Not knowing more about Alu insertion, I have several questions based on what I understood in Falk’s presentation. It is not clear to me when he says “it inserts into particular positions,” whether that means that it inserts randomly, so when it appears in a genomic sequence, that means it is truly a unique fingerprint and the chances of it appearing there in another species is so improbable as to ignore the possibility, or, if it tends to insert in specific parts of the code in different types of species, so those are fingerprints for genetic similarities. If it is the first, then there may be some validity to it supporting common descent. If it is the second, then I see it as no more unique as vertebrates tending to have four limbs, which could be common design just as easily as common descent.
Another question is if Alu can so easily insert itself into the code, can it also delete itself and/or mutate? If so, how can we really be sure it is useful as a tracking tag?
I had many similar questions throughout the talk, when I could follow the arguments.
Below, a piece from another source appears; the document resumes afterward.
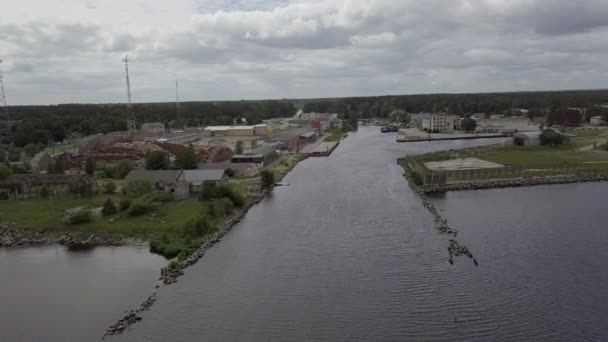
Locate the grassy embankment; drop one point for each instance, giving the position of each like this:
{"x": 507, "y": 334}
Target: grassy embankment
{"x": 573, "y": 157}
{"x": 173, "y": 227}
I’m not offering these questions as contrarian attempts to discredit his position, but as an attempt to understand it, and illustrate areas for improvement in the argument’s clarity.
When Falk got to the end of the Alu discussion, he went on to cover at least two other completely different evidences for the evolutionary creationist position, but covered all of it in a quarter of the time he spent on Alu, and it simply blew past me.
As I indicated in my Day 1 Recap, a common problem the position speakers had was covering too much info at medium depth. It would be better to do a low orbit overview of the entire position in 10-15 minutes, then do a thorough discussion of ONE point from beginning to end to show the ruggedness of the argument on that point. The context of this session was that of introducing one’s position to people you assume know nothing about it, with the opportunity to go into greater detail in the later breakout sessions for those interested.
I look forward to learning more about the Evolutionary Creationist position in the future and sympathize with Falk—sometimes Murphy just takes center stage.
SDG
I too, found his self-conscious behavior destracting, but through a couple of short conversations with him earlier in the day I know that at the time he felt like the evolutionist view point was in minority and unpopular.
ReplyDeleteI followed his second piece of evidence, possibly because I'd heard of it before. Essentially, apes have 24 chromosomes and humans have 23. But our 23rd chromosome really appears like an ape's 23rd and 24th chromosomes fused together...hence common descent.
I didn't really follow his thrid point at all.